Desde o início da crise política, há basicamente dois tipos de país: aquele que entrou de cabeça na denunciamania e aquele que não o fez. No primeiro time, estão quase todos os pregoeiros do projeto político da direita. No segundo, estão aqueles que querem que o Brasil mude efetivamente. O caso “mensalão” foi o grande deflagrador da denunciamania da mídia golpista. Não que a gritaria não existisse antes, mas com aquela farsa ela chegou a um paroxismo histérico que nunca mais se desprendeu do noticiário. Depois disso, vieram “escândalos” em série e todos se revelaram capazes apenas de degradar a palavra “escândalo”, dada sua miserável insignificância.

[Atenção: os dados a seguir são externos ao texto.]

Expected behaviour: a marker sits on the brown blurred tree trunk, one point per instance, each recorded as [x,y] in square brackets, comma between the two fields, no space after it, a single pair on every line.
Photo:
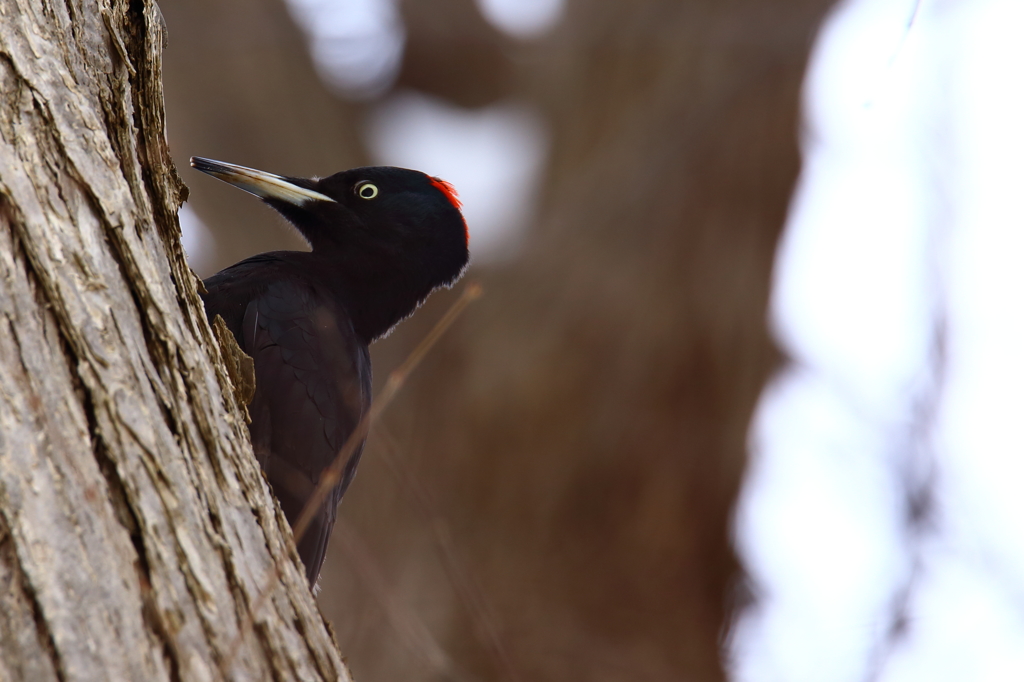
[135,527]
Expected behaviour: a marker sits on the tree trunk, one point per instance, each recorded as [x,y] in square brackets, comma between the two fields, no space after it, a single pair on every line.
[136,530]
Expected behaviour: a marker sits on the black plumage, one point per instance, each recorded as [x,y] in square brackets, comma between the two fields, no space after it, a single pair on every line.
[382,240]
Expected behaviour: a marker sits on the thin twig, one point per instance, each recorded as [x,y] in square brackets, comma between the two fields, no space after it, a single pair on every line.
[467,589]
[331,475]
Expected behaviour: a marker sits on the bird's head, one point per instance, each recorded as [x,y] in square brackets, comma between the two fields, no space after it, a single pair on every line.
[385,226]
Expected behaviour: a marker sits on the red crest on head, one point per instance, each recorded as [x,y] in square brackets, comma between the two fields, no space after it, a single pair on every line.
[449,190]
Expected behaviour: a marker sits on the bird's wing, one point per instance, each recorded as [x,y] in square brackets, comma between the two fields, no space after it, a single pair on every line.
[312,386]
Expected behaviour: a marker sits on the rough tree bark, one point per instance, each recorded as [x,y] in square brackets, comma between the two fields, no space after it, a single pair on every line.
[135,528]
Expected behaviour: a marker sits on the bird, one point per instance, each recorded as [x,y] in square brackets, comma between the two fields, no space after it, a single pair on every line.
[381,240]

Diante desses dois tipos de país, o que interessa saber é o seguinte: a linha política que vem sendo executada pelo governo está indo na direção certa? Muito mais importante do que saber se a bolsa vai subir ou cair, se as reações do mercado financeiro foram favoráveis ou não, se o fluxo de câmbio fechou o dia com superávit ou déficit, é ver se os atos do governo estão tentando acrescentar mais respostas “sim” ao questionário que a maioria dos brasileiros tem apresentado diante da crítica situação do país. Sem o foguetório da mídia, a reposta é sim, sim e sim. Óbvio que muita coisa precisa de concerto, mas aí são outros quinhentos.